Com atualizações em 30 de junho de 2022, a partir desta entrevista dada nessa data ao La Nación

Nascido em 16 de novembro de 1950, Héctor Rodolfo Baley completa hoje 65 anos. Data propícia para relembrarmos um daqueles curiosos goleiros capazes das defesas mais difíceis mas também de sofrer gols bobos. Não é tão lembrado fora da Argentina pois, embora presente em duas Copas do Mundo e campeão em uma delas, não jogou nenhum minuto, na reserva do mito Ubaldo Fillol. Assim, sua fama no exterior deve-se mais pelo fato de ser um raro argentino negro de destaque no futebol. Ou, mais precisamente, mulato: neto paterno de um senegalês, tinha como mãe uma loira de olhos verdes.

A pele de todo modo escura, especialmente para os padrões argentinos, lhe rendeu o apelido de El Chocolate, que ironicamente nasceu em uma cidade chamada Ingeniero White – que, por outra ironia, situa-se em uma municipalidade chamada Bahía Blanca, onde aquele avô paterno se instalara após vir do Brasil para trabalhar na construção do porto local. Baley herdou a profissão e a posição do pai, Walter, goleiro do Puerto Comercial de Ingeniero White e da seleção regional de Bahía Blanca; foi mesmo pressionado pelo pai a também jogar entre as traves. Começou nos juvenis do próprio Puerto Comercial, e ainda nas categorias de base acabou aprovado em testes que fez no Estudiantes.
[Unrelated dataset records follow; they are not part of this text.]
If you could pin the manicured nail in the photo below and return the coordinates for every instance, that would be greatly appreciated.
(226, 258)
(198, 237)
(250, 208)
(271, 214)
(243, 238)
Rara imagem de Baley pelo Estudiantes: era o terceiro goleiro do elenco tri da Libertadores nos anos 60, sem chegar a entrar em campo nas campanhas

Amante das pescas, sofreu para se acostumar a um estranho ambiente urbano sem conhecidos. E demorou para ter oportunidades concretas, embora até estreasse com 18 anos recém-completados na equipe principal. Foi em 12 de dezembro de 1968, na rodada final do Torneio Nacional, em derrota de 3-2 fora de casa para o Belgrano. Mas o elenco utilizado foi totalmente reserva, o que incluiu outro futuro vencedor da Copa 1978, Rubén Pagnanini, e até mesmo o treinador: na súmula constou Juan Urriolabeitia e não o real comandante pincha, Osvaldo Zubeldía.

A folga tinha suas razões de ser: Zubeldía e pupilos haviam ao longo de 1968 vencido a Libertadores em maio, sido vice-campeões do Torneio Metropolitano em agosto e erguido o Mundial em outubro. Zubeldía, aliás, também era do interior e transmitiu ao garoto Baley suas experiências para encoraja-lo a perseverar. Era preciso mesmo: naquela fase áurea em que o clube chegou a quatro finais seguidas de Libertadores entre 1968 e 1971, vencendo as três primeiras, os goleiros eternizados foram outros: Alberto Poletti nas conquistas de 1968 e 1969, Néstor Errea na de 1970 e Carlos Leone no vice em 1971. Baley inicialmente era apenas o terceiro goleiro, com Mario Flores sendo o reserva imediato entre 1967 e 1969 e Oscar Pezzano em 1970 e 1971.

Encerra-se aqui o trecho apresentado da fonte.